Two of these 'friends' were Geoffrey Howe, who sat silently throughout the tributes, and Michael Heseltine, who stayed away altogether.
In the Commons, it was her friend Conor Burns who mingled just the right amount of personal recollection with her international political accomplishments. He paid moving tribute to The Great Lady from the very seat in Parliament where she made her maiden speech, and the place to which she returned after leaving No10. He ended with her own account of attending Mass at the Church of the Holy Cross in Warsaw in 1993:
Every nook and cranny was packed, and the choral singing of unfamiliar Polish hymns was all the more uplifting because I could not understand the verses. It forced me to try to imagine what the congregation was asking of God. Foreign though this experience was, it also gave me a comforting feeling that I was but one soul among many, in a fellowship of believers that crossed nations and denominations. When the priest rose to give the sermon, however, I had the sense that I had suddenly become the centre of attention. Heads turned and people smiled at me. As the priest began, someone translated his words. He recalled that during the dark days of Communism, they had been aware of voices from the outside world offering hope of a different and better life. The voices were many, often eloquent, and all were welcome to a people starved so long of truth as well as freedom. But Poles had come to identify with one voice in particular - my own. Even when that voice had been relayed through the distorting loudspeaker of the Soviet propaganda, they had heard through the distortions the message of truth and hope. Well, Communism had fallen, and a new democratic order had replaced it. But they had not fully felt the change, nor truly believed in its reality, until today, when they finally saw me in their own church. The priest finished his sermon, and the service continued. But the kindness of the priest and the parishioners had not been exhausted. At the end of Mass I was invited to stand in front of the altar. When I did so, lines of children presented me with little bouquets while their mothers and fathers applauded.

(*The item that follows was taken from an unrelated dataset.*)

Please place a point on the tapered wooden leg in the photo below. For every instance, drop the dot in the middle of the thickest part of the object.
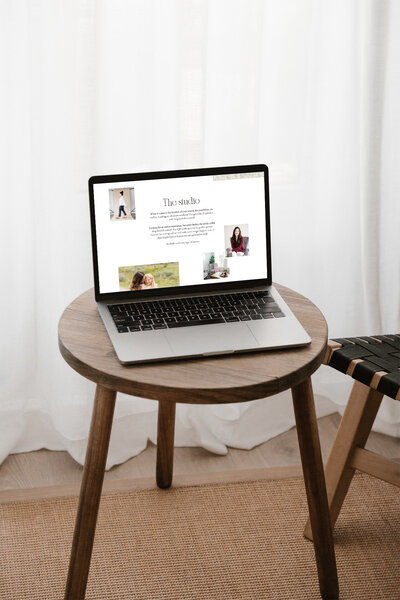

...Of course, no human mind, nor any conceivable computer, can calculate the sum total of my career in politics in terms of happiness, achievement and virtue. Nor, indeed, of their opposites. It follows, therefore, that the full accounting of how my political work affected the lives of others is something we will only know on Judgment Day. It is an awesome and unsettling thought. But it comforts me, that when I stand up to hear the verdict, I will at least have the people of the Church of the Holy Cross in Warsaw in court as character witnesses.